The Hopi and Navajo tribes have won something considerable out of a former coal-fired power plant in Laughlin, Nev., that used to buy their coal: Pollution credits worth perhaps $10 million.
In a reversal of fortune, a California utility could ultimately pay tribes to help create the infrastructure for renewable energy to be sold into California, rather than purchasing less-expensive coal.
California's utility regulators redirected funds from Southern California Edison to local tribes in a Wednesday decision after years of requests by local conservation and tribal groups.
The money comes from tradable credits the utility has been getting for the acid rain it isn't producing at the shuttered coal-fired power plant, Mohave Generating Station.
In other words, it has been accruing allowances to emit sulfur dioxide, a regulated pollutant that other utilities and industries need permission to emit and likely will want to purchase.
The funds will be used to establish a revolving loan fund.

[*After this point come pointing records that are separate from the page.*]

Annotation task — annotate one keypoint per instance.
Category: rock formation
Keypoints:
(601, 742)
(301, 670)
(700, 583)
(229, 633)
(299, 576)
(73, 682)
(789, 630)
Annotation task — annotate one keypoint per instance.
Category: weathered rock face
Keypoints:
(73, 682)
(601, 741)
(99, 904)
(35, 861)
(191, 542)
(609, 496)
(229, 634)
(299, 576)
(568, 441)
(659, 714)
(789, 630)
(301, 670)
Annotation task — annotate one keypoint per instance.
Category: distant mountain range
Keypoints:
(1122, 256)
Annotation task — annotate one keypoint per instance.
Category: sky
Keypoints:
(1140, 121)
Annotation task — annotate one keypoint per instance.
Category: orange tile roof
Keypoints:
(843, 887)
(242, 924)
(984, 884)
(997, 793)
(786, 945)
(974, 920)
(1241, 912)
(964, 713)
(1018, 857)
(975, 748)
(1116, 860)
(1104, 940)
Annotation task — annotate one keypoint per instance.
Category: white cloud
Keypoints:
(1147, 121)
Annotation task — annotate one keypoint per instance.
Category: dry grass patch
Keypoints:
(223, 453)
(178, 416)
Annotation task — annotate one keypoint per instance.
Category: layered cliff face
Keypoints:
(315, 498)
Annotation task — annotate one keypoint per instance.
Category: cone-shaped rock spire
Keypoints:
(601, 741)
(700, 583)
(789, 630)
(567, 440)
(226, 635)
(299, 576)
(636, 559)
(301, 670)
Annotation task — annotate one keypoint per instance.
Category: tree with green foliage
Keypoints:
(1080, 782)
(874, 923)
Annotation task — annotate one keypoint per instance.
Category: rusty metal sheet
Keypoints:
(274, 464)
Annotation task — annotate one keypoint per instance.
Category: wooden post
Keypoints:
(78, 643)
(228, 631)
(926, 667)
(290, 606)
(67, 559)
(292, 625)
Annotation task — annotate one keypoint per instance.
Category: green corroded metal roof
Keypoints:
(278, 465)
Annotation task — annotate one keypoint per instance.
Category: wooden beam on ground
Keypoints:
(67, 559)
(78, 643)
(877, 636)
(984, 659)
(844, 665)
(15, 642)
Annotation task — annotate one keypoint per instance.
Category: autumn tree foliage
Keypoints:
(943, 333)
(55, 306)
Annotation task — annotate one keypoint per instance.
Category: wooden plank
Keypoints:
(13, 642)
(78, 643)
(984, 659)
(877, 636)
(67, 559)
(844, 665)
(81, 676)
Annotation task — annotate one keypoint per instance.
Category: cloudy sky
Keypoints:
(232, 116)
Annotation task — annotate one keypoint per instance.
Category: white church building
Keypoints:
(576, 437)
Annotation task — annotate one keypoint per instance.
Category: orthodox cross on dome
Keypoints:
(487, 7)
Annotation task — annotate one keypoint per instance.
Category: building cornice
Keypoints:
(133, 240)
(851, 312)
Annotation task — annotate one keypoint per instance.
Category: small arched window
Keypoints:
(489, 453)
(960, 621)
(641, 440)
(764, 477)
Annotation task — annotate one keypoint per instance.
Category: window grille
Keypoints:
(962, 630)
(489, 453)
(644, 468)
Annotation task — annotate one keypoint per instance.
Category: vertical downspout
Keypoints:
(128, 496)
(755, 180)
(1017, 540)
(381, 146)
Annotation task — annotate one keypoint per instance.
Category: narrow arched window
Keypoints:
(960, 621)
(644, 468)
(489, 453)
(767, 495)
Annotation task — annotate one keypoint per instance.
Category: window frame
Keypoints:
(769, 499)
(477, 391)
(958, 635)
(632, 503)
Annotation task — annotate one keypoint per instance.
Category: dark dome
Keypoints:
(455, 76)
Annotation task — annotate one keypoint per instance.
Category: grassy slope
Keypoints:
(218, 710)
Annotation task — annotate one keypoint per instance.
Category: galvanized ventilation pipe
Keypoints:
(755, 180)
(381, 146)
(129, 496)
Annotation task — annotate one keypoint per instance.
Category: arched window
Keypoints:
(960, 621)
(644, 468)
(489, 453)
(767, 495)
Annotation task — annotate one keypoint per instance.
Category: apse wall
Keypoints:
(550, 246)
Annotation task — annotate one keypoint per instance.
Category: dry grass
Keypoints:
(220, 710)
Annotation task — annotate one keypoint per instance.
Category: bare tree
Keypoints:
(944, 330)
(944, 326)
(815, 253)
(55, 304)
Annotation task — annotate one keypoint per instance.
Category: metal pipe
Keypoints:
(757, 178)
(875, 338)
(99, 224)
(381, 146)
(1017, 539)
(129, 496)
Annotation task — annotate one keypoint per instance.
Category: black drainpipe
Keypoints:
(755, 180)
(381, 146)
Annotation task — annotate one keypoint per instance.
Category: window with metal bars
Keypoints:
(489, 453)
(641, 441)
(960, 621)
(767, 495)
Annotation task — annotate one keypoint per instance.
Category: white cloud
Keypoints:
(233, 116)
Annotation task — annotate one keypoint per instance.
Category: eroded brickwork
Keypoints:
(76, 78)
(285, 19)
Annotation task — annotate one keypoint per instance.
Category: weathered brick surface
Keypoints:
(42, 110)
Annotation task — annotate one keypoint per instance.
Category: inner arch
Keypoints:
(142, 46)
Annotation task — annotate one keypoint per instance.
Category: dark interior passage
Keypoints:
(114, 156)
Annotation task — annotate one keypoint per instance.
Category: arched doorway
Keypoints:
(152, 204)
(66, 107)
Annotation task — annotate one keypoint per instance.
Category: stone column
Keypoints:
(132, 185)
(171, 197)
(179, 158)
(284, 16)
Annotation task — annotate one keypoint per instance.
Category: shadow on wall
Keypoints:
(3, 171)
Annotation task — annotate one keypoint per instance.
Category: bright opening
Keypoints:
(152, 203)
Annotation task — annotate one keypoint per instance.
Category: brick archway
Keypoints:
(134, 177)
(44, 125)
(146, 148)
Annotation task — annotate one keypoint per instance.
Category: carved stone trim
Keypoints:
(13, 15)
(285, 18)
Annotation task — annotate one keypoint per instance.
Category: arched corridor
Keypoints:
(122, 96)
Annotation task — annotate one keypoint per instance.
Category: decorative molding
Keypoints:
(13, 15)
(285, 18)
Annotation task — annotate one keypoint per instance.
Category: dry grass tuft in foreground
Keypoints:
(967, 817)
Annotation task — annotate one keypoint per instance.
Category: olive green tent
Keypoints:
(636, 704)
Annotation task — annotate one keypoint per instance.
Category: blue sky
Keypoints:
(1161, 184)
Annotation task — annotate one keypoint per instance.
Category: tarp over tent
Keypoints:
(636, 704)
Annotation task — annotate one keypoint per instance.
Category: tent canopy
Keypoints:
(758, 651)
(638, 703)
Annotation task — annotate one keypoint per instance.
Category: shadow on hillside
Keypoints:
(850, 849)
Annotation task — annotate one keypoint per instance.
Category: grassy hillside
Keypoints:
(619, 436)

That's a fund estimated at $3.5 million to perhaps $10 million that will be loaned out for renewable energy projects and related infrastructure that benefits the tribes.
The loans are slated to be paid back when energy comes online, and then the money can be loaned out again repeatedly, lasting until perhaps 2026.
This is a major victory for Wahleah Johns, of the Black Mesa Water Coalition, who has been seeking such a decision for seven or eight years, she said.
"I hope it would help to build solar plants on our reservation because we are blessed with good solar," she said. "... If these renewable energy projects are majority-owned by the tribal nations, that can generate revenues for our local economies."
Mohave Generating Station was a coal-fired power plant fed with coal from Navajo and Hopi lands from 1971 to 2005, when owners closed it rather than retrofit it to comply with Clean Air Act requirements.
Tribes formerly used groundwater to feed a slurry line sending coal to Laughlin.
It's a win for tribes that have depleted their groundwater and experienced reduced air quality due to coal-fired power that they have helped supply, said one advocate for the new arrangement.
"Today's decision affirms the need to offer some opportunity to those who have sacrificed so much for southern Californians to enjoy decades of cheap power," said Roger Clark of the Flagstaff-based Grand Canyon Trust. "We are humbled to join Navajo and Hopi leaders in celebrating what at long last is an inkling of environmental justice."
A similar sort of arrangement came in 2005, when the Grand Canyon Trust, Salt River Project and Tucson Electric Power established a renewable energy fund as part of a settlement regarding emissions from the coal-fired Springerville Generating Station.
The $2 million spent to date has added hundreds of small solar-energy systems at Navajo and Hopi homes, public buildings and schools, and supported a water- and energy-efficient resource management building at Grand Canyon National Park.
California is likely to have increasing demand for renewable energy if existing legislation remains intact.
That state's legislature passed a bill in 2011 requiring utilities to get one-third of their energy from renewable sources by 2020.
Arizona's Corporation Commission, by comparison, requires utilities to get 15 percent of their energy from renewable sources by 2025 -- a figure the new chairman of the commission proposed in January to leave unchanged.